VIC MARQUETTE was in Fulton Fourrier’s room at the Starlett Hotel. Wisely, the secret-service operative was silent, as he listened to the commendation of his chief.
“I got your call, Marquette,” explained Fourrier, “just before midnight. How you managed to get it through while those crooks held you prisoner is a miracle to me.”
Vic maintained his silence. He realized that The Shadow must have called Fourrier just before coming to Rochelle’s mansion.
“I went with the police,” resumed Fourrier. “We got there and waited — surrounding the block as you had ordered. When those first shots came, we smashed through.
“We smeared those servants of Rochelle’s. We got the gangsters piling out of the house in the back. But if it hadn’t been for you, Vic, and that fellow Vincent you had with you, Rochelle would have made his getaway.”
Fourrier paused to smile in elation.
“We nabbed the Debronne woman coming in,” said the chief. “We’re adding her confession to your report. With Vincent and that newspaperman, Burke, to add their details to your story, it will be the greatest thing in the annals of the secret service.
“The papers on Rochelle’s desk. Not only his plot to kill nine South Americans, but that stolen correspondence from the embassy.

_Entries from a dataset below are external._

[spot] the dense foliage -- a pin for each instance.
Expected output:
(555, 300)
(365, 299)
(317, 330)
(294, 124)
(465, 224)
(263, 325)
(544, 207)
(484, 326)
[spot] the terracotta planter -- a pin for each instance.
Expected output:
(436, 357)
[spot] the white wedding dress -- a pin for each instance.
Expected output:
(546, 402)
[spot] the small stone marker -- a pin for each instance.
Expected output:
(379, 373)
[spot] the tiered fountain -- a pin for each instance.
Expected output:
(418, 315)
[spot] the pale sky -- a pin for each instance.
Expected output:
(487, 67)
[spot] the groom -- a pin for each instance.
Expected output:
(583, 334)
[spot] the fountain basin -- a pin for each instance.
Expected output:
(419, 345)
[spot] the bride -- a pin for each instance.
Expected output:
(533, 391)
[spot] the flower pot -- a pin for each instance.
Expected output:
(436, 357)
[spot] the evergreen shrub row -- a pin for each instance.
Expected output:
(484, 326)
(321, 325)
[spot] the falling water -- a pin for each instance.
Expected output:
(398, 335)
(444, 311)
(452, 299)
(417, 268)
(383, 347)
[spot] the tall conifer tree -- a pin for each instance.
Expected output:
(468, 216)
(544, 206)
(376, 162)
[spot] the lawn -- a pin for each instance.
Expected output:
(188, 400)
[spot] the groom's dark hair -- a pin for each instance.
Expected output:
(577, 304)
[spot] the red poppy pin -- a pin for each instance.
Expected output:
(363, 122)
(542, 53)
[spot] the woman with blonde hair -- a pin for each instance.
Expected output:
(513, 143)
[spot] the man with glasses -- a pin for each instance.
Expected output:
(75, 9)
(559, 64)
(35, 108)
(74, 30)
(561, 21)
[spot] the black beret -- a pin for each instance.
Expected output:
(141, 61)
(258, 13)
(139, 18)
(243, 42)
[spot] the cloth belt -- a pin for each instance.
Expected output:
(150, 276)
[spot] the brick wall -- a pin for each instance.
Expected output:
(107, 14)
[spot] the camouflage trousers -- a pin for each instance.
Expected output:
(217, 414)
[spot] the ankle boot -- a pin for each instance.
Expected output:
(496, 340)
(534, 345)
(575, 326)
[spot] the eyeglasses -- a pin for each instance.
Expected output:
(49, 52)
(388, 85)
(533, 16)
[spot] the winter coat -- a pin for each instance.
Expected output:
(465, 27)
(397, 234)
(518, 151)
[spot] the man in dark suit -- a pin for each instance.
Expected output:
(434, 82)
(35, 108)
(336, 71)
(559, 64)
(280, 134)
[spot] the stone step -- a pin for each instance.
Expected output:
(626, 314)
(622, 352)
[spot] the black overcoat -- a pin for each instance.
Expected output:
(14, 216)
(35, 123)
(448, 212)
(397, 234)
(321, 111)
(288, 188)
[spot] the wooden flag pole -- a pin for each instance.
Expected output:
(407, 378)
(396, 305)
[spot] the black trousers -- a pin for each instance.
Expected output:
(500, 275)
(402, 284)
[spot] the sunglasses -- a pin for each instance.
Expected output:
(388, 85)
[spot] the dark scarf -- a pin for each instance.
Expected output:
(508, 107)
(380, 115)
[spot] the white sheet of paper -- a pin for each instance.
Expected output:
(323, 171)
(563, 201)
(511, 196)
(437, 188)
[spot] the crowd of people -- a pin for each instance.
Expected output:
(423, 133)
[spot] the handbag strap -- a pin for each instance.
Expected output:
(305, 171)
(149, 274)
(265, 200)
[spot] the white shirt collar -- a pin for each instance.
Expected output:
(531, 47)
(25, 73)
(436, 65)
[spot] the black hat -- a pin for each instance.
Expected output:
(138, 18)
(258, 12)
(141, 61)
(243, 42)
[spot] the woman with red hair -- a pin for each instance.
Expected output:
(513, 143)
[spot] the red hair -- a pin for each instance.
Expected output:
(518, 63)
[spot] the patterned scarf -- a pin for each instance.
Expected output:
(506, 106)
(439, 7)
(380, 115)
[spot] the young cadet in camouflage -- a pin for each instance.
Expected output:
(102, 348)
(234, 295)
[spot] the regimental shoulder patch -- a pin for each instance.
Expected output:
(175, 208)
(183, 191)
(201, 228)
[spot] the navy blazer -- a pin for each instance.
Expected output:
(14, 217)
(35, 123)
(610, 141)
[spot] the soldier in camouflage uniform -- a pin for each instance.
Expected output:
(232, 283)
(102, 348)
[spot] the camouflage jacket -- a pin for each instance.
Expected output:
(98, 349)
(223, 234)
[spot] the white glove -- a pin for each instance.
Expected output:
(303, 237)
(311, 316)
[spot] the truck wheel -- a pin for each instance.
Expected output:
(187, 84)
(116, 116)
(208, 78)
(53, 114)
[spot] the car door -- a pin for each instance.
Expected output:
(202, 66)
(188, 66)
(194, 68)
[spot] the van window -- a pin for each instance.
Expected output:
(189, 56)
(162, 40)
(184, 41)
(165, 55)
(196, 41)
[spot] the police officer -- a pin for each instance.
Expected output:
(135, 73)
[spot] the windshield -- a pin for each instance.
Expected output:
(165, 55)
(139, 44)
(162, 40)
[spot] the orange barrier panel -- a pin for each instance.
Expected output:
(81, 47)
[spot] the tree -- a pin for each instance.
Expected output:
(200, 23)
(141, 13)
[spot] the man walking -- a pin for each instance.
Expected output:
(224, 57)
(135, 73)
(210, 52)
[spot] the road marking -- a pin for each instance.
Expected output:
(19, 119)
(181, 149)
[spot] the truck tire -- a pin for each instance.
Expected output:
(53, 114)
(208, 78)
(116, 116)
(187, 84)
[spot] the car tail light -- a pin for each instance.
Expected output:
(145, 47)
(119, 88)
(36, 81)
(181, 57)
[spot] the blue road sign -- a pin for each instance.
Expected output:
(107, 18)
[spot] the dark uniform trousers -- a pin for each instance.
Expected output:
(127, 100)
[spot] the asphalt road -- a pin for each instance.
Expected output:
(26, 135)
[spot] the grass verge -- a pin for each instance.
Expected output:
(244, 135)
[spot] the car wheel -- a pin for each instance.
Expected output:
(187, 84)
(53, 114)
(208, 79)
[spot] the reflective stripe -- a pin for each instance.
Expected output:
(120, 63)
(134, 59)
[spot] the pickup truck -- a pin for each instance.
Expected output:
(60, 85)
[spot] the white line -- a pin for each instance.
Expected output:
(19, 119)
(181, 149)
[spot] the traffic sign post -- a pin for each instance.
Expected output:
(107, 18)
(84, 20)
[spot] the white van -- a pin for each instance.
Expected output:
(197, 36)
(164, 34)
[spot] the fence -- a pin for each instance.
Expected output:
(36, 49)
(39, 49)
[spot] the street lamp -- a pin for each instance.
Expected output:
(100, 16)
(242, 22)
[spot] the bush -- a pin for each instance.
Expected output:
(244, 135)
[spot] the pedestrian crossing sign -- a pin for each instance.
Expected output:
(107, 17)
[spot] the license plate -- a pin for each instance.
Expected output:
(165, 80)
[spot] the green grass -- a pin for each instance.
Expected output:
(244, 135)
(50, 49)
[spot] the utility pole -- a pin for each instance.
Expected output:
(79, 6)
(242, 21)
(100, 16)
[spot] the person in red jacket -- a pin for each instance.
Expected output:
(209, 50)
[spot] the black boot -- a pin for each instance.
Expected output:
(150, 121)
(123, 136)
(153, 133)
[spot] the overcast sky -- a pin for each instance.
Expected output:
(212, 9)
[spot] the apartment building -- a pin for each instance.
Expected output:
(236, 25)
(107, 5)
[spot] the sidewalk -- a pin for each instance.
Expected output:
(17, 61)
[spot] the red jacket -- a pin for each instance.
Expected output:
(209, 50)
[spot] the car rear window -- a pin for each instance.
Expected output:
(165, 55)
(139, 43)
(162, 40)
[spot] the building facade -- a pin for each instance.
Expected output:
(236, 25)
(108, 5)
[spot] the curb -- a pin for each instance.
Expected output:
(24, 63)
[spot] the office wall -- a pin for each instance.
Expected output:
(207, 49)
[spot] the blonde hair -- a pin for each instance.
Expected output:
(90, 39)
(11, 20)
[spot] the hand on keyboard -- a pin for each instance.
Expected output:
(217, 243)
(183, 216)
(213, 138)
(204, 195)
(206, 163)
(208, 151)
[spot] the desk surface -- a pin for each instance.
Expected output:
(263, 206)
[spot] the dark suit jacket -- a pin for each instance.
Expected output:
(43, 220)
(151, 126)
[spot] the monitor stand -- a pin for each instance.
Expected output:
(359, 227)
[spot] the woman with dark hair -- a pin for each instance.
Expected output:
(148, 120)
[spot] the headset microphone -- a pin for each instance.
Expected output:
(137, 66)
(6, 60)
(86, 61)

You’ve proved to be an ace, Marquette!”
The chief paused to study a stack of report papers that Vic Marquette had given him. Vic had couched these in simple, unromantic style. Yet they showed the marks of a keen imagination.
For Vic Marquette had sensed The Shadow’s wish. Wisely, Marquette had omitted all mention of the mysterious avenger whose lone hand had dealt every stroke of doom.
“No details of the fight,” observed Fourrier. “Well, those aren’t needed. The fact that you and the other prisoners got loose and polished off the gang is sufficient. Results are what we want in our report sheets.”
Fourrier placed the report aside. He arose and clapped his hand to Marquette’s shoulder.
“Your work is done, old man,” he said. “I’m putting an international operative on the final job. A report came in on Alvarez Menzone today. The man was a clever swindler, last seen in 1931, at Caracas, Venezuela.
“He’s probably headed out of the country. Maybe we’ll get him — maybe we won’t. It doesn’t matter. He’ll never trouble us again.”
Vic Marquette smiled. He knew that Fourrier had unwittingly declared the truth. No one would ever get Alvarez Menzone, for Alvarez Menzone did not exist!
BLACKNESS moved on the balcony outside of Fourrier’s windows. The barriers closed tight. A weird shape, crawling spiderlike, made its way to the floor below.
Ten minutes later, Henry Arnaud, bags packed, appeared in the lobby of the Hotel Starlett. This inconspicuous guest was leaving Washington. He paid his bill; his grips were carried to a cab.
As the taxi rolled along Pennsylvania Avenue on its way to the Union Station, a thin smile appeared upon the lips of Henry Arnaud. Eyes that flashed, were surveying the glittering boulevard. A soft laugh echoed from the lips beneath the bold, aquiline nose.
Washington seemed peaceful tonight. The lurking menace of insidious crime was ended. A monster of evil and all his insidious crew had been banished forever from the national capital.
The glow from the lighted capitol building revealed Arnaud’s hawklike features as the cab swung toward the station. The lips were smiling still.
From them, again came that whispered laugh — an echo of the same weird tone that had reverberated in strident triumph at the death of a Darvin Rochelle.
The laugh of The Shadow! It was the token of the master who had played three parts in a grim, unrelenting game.
Deaths had been avenged. Lives had been saved. Justice ruled, with the threat of a continent in chaos safely ended.
These were the reasons for the triumph laugh of The Shadow!